History of Cinco de Mayo Surprises Students

Kyle Hoeppner and Alex Nannetti

This past Friday, May 5th, was the Mexican celebration of Cinco de Mayo. Despite popular belief, Cinco de Mayo isn’t Mexican Independence Day. Mexican Independence Day is a national holiday in Mexico and celebrated on September 16th. Cinco de Mayo is the anniversary of Mexico’s victory over France at the Battle of Puebla during the Franco-Mexican War in 1862.
Arrowhead senior Nate Schultz says he always thought Cinco de Mayo was celebrating Mexico’s Independence Day.
“I had no clue that Cinco de Mayo was not the Mexican Independence Day,” Schultz said. “I always thought differently. The celebration I know is awesome and I love Mexican food.”

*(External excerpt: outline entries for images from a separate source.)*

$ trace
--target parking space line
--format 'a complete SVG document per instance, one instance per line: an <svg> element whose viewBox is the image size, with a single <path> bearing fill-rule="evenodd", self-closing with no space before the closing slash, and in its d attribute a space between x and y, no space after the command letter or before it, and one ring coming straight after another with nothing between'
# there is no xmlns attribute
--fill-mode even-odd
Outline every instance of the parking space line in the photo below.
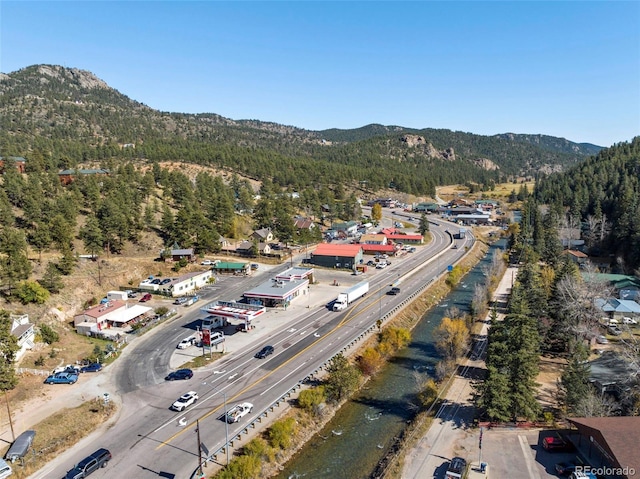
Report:
<svg viewBox="0 0 640 479"><path fill-rule="evenodd" d="M520 441L520 447L522 448L524 462L527 464L529 477L531 479L540 479L540 474L538 474L533 458L531 457L531 448L529 447L529 441L527 441L527 437L518 435L518 440Z"/></svg>

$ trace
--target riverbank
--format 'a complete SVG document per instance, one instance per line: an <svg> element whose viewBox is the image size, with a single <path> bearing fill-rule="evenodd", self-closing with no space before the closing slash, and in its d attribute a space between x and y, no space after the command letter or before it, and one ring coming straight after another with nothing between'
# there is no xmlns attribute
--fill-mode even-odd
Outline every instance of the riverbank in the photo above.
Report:
<svg viewBox="0 0 640 479"><path fill-rule="evenodd" d="M469 254L456 265L462 273L459 276L464 276L471 268L477 265L478 262L485 257L488 249L489 244L483 239L476 241ZM385 327L393 326L413 329L423 316L431 308L440 303L441 299L451 291L452 288L445 281L446 277L447 275L443 274L437 281L434 281L419 297L403 308L402 311L398 312L392 319L388 320L385 323ZM368 340L360 344L357 349L352 350L350 357L358 356L364 349L372 346L376 340L376 336L372 335ZM366 387L366 383L364 387ZM293 400L295 400L295 398L292 398L292 402ZM311 418L307 413L297 408L290 408L282 418L293 418L298 424L298 431L286 450L278 451L277 457L274 458L275 460L273 462L269 465L263 465L260 477L269 478L279 474L281 469L280 465L287 463L295 457L305 444L334 418L339 410L339 407L326 408L321 417ZM328 434L331 435L331 431L329 431ZM394 452L397 452L397 450Z"/></svg>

Mexican historian and philosopher on Mexconnect, Justo Sierra, wrote about the day of the Battle of Puebla.
“‘Its moral and political results were immeasurable.’ Sierra said. ‘The entire nation was thrilled with enthusiasm. Surely no Mexican, whatever his party, was downcast by the victory. The remotest Indian village felt the electric current of patriotism that sped like lightning through the land, awakening many a sleeping conscience. The people were inspired to make a supreme effort.’”
The Mexican resistance, with support from the United States, helped Mexico secure a victory years later in 1867. The timing wasn’t coincidental because by the mid-1860s, the American Civil War ended.

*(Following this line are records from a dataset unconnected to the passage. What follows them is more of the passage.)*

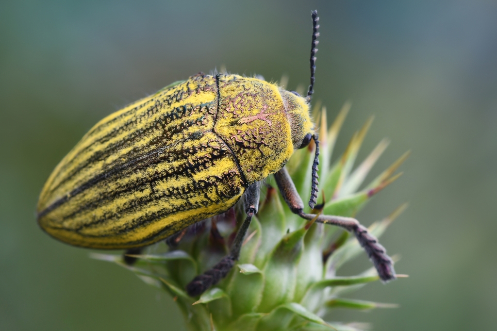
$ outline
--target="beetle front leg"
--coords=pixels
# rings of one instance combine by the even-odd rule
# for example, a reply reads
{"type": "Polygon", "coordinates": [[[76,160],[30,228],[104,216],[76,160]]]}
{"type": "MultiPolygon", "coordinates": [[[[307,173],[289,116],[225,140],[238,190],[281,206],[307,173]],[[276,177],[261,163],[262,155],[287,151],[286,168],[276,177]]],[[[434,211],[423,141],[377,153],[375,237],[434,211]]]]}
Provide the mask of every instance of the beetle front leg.
{"type": "Polygon", "coordinates": [[[244,239],[250,226],[252,217],[257,214],[259,206],[260,188],[257,183],[254,183],[247,189],[244,194],[244,205],[247,217],[240,227],[231,247],[230,254],[225,256],[219,263],[207,271],[197,276],[186,285],[186,293],[191,297],[196,297],[224,278],[235,265],[235,261],[240,256],[244,239]]]}
{"type": "MultiPolygon", "coordinates": [[[[304,212],[304,203],[295,188],[288,171],[284,167],[275,173],[274,177],[278,188],[292,212],[306,220],[312,220],[316,217],[315,215],[304,212]]],[[[316,221],[336,225],[353,233],[361,246],[368,253],[381,280],[388,282],[397,278],[393,262],[387,254],[385,248],[357,220],[351,217],[320,215],[316,221]]]]}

The United States, which had largely ignored foreign affairs during wartime, claimed that France was in violation of the Monroe Doctrine. The Monroe Doctrine, crafted in 1823 under President James Monroe, was a declaration that we would stay out of European affairs if Europe stayed out of North and South America and that failure to do so would be considered an act of aggression.
When France wouldn’t leave Mexico, the US sent troops and a message to the border. The French army would eventually surrender to the Mexicans.

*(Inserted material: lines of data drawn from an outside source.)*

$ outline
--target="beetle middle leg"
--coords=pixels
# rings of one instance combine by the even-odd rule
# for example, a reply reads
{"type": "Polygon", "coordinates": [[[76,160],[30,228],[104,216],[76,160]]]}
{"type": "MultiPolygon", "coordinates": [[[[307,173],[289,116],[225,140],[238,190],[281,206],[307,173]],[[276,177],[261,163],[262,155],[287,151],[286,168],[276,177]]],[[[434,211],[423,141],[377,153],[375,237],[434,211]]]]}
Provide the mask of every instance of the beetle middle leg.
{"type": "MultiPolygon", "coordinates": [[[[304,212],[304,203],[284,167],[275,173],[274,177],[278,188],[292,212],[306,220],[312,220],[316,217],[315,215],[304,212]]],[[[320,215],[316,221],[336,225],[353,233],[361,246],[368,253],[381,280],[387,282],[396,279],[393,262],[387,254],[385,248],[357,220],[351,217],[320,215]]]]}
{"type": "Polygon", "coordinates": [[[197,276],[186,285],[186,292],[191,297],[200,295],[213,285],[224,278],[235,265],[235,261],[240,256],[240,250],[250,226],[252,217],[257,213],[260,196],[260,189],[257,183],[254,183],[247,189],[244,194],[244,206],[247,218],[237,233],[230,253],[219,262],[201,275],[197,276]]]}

Cinco de Mayo is currently celebrated not only in Mexico, but largely in the United States. It is highly celebrated in Mexico, mainly in the state of Puebla where the battle was won.
People celebrate with Mexican food, especially with beverages like margaritas. A margarita is a cocktail made with tequila and citrus fruit juice, lined with either salt or sugar on the rim of the glass.
Many businesses had special offers going on for the holiday.
Moe’s Southwest Grill had specials on catering, as well as a free cup of queso if you registered with Moe’s Rockin’ Rewards Program.
Bahama Breeze, a popular Island grille across the nation, sold five dollar margaritas and hosted a block party at several locations that included specials.
Taco Bell made reservations for 32 lucky fans to go to the Taco Bell headquarters test kitchen, in Irvine, California, to enjoy a complimentary dining experience created by Taco Bell’s top creators and chefs.
If you were not able to experience the flavor and commotion of Cinco de Mayo this year, the next is less than 12 months away.